For who am I? I am a woman carving herself back out of layers of misery. She who had been so very frightened but has since looked at the world anew and remembered that, heckity-pie, the place is downright stuffed with possibility! I am a mother who has for the most part brought up her beautiful son alone and has lived not only to tell the tale but to have made sure that he resisted a world that wants to box our children in, and instead encouraged him at every turn to live by his own light. A woman who has survived the slings and arrows of esteem destroyed by someone incapable of caring, and one slowly but surely piecing herself back together again regardless, enjoying living (and dating) on her own terms and knowing that the future may not be the same again, but that there is every possibility that there will be a little bit of downright wonderful in her tomorrows.

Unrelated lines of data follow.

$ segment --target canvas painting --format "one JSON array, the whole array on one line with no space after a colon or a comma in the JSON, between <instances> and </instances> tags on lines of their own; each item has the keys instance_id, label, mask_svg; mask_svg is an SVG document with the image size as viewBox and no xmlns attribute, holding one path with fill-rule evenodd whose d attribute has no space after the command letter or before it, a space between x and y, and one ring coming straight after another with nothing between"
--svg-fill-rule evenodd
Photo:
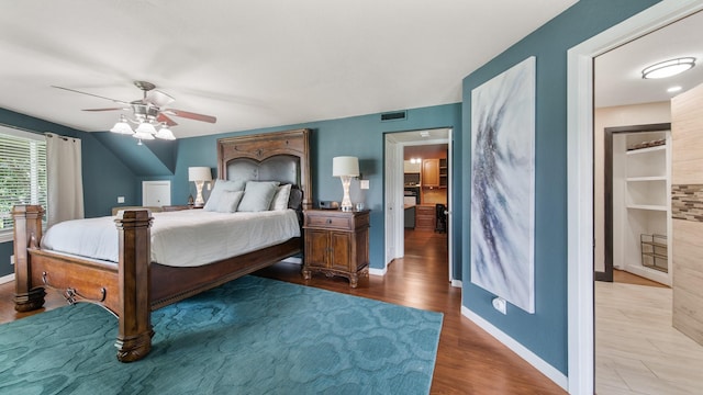
<instances>
[{"instance_id":1,"label":"canvas painting","mask_svg":"<svg viewBox=\"0 0 703 395\"><path fill-rule=\"evenodd\" d=\"M471 282L535 312L535 57L471 91Z\"/></svg>"}]
</instances>

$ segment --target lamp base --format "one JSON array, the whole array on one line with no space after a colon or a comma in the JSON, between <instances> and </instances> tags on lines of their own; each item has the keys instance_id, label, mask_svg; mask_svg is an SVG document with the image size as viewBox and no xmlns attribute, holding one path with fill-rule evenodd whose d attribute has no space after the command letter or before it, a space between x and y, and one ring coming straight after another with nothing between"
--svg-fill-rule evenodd
<instances>
[{"instance_id":1,"label":"lamp base","mask_svg":"<svg viewBox=\"0 0 703 395\"><path fill-rule=\"evenodd\" d=\"M354 205L352 205L352 199L349 199L349 184L352 183L352 177L349 176L341 176L342 180L342 189L344 190L344 198L342 198L342 211L353 211Z\"/></svg>"},{"instance_id":2,"label":"lamp base","mask_svg":"<svg viewBox=\"0 0 703 395\"><path fill-rule=\"evenodd\" d=\"M205 183L204 181L196 181L196 190L198 191L198 194L196 195L196 201L193 202L193 205L196 207L205 205L205 201L202 199L202 185L204 183Z\"/></svg>"}]
</instances>

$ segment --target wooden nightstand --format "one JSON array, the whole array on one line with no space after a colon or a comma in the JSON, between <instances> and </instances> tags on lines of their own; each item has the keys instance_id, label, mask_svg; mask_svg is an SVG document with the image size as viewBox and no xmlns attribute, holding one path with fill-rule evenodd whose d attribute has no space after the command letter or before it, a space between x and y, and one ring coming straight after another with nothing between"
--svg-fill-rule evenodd
<instances>
[{"instance_id":1,"label":"wooden nightstand","mask_svg":"<svg viewBox=\"0 0 703 395\"><path fill-rule=\"evenodd\" d=\"M369 211L305 210L303 215L303 278L320 271L345 276L356 287L359 274L369 270Z\"/></svg>"}]
</instances>

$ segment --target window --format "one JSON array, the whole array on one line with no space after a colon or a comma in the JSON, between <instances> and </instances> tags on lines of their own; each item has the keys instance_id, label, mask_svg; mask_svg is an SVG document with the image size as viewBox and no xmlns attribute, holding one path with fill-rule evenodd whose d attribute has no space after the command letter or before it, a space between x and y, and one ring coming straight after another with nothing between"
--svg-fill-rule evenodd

Do I sound a little giddy? I feel it. I believe in me again and it is astonishing. I have the best of all worlds now. A child just down the road who still so very much needs me and the freedom and space at home to shape it in a way that supports my future. And if that means eating plates of prawns and pickled onions for supper, then thank heavens there’s no-one around to see! A girl has to get her protein in, don’t you know?